Usłyszałam zamknięcie drzwi i kroki z zewnątrz. Wtedy otworzyłam oczy i zdziwiona spostrzegłam że w pokoju siedzi również Kuba, Olgierd i Krystian.
Roguz wstał i chciał mnie przytulić, ale go odepchnęłam.
-Co...
-Ja Ci powiem co! Ona! Ta dziewczyna, która mnie porwała...
Wzięłam oddech.
-Wszystko dobrze..?-Zaniepokoił się Krycha. Do oczu napłynęły łzy.
-Nie... Nie jest w porządku... On-wskazuje na Kubę-...on chodził jednocześnie ze mną i z nią!
Rozpłakałam się. Nie dbałam o to że Krystian już wie że chodzę z Kubą i że może to wygadać staremu. Olgierd do mnie podszedł i mnie przytulił, a brązowooki spuścił głowę.

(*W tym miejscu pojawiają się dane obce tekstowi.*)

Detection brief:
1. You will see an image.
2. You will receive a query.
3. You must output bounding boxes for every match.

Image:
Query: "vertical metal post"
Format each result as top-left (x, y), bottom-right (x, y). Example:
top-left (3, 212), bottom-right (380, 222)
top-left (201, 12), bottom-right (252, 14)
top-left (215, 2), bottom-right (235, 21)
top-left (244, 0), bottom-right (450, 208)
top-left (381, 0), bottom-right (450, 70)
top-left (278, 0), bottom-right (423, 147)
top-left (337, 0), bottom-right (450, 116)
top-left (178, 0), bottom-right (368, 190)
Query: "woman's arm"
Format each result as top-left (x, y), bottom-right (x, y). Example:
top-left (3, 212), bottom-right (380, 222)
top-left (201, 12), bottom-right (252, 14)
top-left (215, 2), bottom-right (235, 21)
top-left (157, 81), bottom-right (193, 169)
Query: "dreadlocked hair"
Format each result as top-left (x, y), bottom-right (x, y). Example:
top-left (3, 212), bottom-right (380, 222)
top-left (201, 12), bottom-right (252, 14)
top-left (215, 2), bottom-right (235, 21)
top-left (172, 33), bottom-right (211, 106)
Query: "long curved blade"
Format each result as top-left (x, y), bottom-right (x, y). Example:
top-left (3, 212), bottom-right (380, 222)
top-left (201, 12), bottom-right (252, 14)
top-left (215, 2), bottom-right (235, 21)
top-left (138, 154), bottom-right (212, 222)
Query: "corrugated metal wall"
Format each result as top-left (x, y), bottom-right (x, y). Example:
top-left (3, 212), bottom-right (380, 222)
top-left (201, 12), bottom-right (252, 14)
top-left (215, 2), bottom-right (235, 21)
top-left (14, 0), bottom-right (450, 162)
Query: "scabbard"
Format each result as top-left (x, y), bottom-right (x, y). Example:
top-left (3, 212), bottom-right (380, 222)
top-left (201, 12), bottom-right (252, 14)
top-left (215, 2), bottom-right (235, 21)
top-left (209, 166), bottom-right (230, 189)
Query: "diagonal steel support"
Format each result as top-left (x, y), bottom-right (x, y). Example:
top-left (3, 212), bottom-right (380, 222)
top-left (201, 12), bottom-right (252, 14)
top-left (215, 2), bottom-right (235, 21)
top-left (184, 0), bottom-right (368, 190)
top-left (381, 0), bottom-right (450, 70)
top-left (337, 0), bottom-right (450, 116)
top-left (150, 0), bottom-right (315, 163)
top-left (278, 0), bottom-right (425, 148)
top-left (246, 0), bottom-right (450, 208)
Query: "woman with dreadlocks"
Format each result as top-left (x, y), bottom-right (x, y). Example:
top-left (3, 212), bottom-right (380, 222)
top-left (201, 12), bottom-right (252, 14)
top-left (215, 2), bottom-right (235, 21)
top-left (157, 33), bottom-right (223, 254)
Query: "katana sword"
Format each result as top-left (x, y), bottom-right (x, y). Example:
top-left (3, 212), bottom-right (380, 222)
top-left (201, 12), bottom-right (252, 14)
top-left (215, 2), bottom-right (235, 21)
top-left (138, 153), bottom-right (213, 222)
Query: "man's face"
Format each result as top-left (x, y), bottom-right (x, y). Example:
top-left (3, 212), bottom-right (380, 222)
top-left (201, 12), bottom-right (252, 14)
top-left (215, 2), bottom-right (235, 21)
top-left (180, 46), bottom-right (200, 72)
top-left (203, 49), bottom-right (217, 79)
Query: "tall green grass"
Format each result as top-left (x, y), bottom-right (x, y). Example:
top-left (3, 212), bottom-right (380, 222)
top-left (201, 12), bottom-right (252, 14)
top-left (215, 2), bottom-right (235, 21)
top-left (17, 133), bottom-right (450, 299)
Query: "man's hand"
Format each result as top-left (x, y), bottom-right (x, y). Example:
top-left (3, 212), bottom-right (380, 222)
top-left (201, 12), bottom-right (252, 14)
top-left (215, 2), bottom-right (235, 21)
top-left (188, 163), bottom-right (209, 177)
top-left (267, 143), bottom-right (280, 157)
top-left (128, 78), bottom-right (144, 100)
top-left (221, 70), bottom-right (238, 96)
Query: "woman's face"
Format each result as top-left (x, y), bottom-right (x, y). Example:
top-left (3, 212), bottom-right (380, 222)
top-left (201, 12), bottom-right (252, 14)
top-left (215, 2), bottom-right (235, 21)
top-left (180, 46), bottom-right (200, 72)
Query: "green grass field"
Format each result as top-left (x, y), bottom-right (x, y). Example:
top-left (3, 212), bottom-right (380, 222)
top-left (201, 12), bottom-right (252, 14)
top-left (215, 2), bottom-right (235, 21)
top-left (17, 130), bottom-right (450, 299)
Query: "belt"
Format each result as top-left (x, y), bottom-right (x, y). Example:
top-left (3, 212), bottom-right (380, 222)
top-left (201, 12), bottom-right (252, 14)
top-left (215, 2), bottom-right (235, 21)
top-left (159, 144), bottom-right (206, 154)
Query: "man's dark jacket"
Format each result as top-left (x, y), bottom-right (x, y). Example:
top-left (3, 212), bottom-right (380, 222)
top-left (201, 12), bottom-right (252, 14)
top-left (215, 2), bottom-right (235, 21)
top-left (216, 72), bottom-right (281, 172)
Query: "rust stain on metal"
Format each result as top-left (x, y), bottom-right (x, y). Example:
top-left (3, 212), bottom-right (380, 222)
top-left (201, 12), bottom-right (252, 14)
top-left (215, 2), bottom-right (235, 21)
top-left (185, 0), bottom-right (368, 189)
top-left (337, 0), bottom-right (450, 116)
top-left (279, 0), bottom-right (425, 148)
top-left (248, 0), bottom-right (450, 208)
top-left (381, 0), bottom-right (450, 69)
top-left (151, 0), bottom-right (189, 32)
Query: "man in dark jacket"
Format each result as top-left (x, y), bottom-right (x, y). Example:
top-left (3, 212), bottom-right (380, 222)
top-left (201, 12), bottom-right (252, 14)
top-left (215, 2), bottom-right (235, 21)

Nagle poczułam ostry ból w klatce piersiowej.
-A!-Krzyknęłam.
Opadłam na miękką poduszkę i usłyszałam jedynie:
-Doktorze! Niech ktoś ku*wa coś zrobi!-Krzyknął Kuba z Górskim. Potem znowu ciemność.

Hejka! Polecam zajrzeć do książek glammarta1
Docenicie ten rozdział? Co sądzicie? Co się wydarzy? Czy Kuba ma jakieś wytłumaczenie?
Piszcie w komentarzach. Ja bardzo lubię je czytać :)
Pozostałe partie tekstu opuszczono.